Don’t force yourself to eat if you’re not hungry. Your body is redirecting energy toward fighting off whatever caused the problem, and a short period of reduced eating won’t harm you. Focus on fluids first, then add food as your appetite returns. When you do eat, smaller and more frequent meals are easier on your stomach than three large ones.
When a Stomachache Needs More Than Food
Most stomachaches resolve on their own within a few hours to a couple of days. But certain patterns signal something more serious. Pay attention if the pain is so severe it interrupts your ability to function, if you can’t keep any liquids down, or if the pain is unlike anything you’ve felt before.

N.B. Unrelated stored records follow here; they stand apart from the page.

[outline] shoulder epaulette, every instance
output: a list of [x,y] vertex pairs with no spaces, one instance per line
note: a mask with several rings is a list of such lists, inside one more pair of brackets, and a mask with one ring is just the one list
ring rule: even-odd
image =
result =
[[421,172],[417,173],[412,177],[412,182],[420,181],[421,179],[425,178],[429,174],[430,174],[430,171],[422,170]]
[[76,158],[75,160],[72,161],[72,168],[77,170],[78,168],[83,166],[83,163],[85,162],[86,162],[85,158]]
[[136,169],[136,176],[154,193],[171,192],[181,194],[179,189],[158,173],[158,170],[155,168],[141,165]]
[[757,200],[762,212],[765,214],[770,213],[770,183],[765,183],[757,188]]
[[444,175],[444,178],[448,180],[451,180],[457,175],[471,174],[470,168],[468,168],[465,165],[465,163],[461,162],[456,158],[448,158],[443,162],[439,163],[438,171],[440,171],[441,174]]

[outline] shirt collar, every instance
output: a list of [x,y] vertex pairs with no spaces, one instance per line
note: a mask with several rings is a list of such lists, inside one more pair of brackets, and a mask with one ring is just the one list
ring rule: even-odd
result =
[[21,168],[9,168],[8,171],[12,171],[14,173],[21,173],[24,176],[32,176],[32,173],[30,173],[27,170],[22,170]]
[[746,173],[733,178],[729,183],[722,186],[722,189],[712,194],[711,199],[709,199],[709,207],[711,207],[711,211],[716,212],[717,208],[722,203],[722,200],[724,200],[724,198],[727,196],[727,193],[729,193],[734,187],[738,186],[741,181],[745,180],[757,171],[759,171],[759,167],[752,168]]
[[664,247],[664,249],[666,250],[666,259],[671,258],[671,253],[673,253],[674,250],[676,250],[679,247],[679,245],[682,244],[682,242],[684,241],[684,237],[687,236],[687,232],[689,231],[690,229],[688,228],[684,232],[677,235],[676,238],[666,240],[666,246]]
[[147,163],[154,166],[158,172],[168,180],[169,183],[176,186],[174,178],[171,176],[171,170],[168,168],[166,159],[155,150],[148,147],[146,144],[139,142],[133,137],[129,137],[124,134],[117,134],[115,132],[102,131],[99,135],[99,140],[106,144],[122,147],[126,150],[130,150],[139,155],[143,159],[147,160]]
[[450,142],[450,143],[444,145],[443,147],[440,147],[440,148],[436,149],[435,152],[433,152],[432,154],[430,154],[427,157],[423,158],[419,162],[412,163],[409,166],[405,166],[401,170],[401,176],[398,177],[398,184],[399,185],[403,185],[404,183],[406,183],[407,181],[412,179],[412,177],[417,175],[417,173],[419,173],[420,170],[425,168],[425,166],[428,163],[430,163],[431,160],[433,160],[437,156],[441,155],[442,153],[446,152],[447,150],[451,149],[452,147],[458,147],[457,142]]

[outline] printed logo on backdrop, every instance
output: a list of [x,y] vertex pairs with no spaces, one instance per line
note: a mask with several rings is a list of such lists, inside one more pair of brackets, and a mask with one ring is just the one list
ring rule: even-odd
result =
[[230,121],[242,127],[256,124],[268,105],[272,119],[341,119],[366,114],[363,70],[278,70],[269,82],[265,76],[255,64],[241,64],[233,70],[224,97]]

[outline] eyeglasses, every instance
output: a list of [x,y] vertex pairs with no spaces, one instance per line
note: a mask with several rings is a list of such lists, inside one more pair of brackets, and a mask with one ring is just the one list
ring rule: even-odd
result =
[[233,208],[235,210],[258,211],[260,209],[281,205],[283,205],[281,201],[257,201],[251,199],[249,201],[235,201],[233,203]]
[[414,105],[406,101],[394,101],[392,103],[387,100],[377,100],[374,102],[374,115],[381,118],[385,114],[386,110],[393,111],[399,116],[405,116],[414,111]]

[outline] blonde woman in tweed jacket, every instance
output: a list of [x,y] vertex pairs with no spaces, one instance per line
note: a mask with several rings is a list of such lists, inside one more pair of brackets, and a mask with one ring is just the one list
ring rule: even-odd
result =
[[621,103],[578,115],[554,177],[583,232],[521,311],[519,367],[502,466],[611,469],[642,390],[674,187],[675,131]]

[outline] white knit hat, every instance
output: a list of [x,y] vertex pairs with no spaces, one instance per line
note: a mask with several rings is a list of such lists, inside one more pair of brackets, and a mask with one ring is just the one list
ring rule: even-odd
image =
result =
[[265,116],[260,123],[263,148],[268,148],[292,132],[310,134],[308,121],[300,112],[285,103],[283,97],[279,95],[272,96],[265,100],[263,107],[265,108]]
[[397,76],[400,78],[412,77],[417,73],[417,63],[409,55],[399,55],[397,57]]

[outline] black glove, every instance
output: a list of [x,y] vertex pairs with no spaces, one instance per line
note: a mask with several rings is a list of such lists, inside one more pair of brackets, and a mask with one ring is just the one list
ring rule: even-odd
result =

Pain that starts near your belly button and migrates to your lower right abdomen over 12 to 24 hours is a classic sign of appendicitis, especially if it worsens when you move, cough, or take deep breaths. Severe pain combined with fever, abdominal swelling, an inability to pass gas, or bloody stool also warrants immediate evaluation. If you’ve had abdominal surgery in the past, new severe pain could indicate adhesions or obstruction. In any of these situations, dietary changes alone won’t help, and delaying care can be dangerous.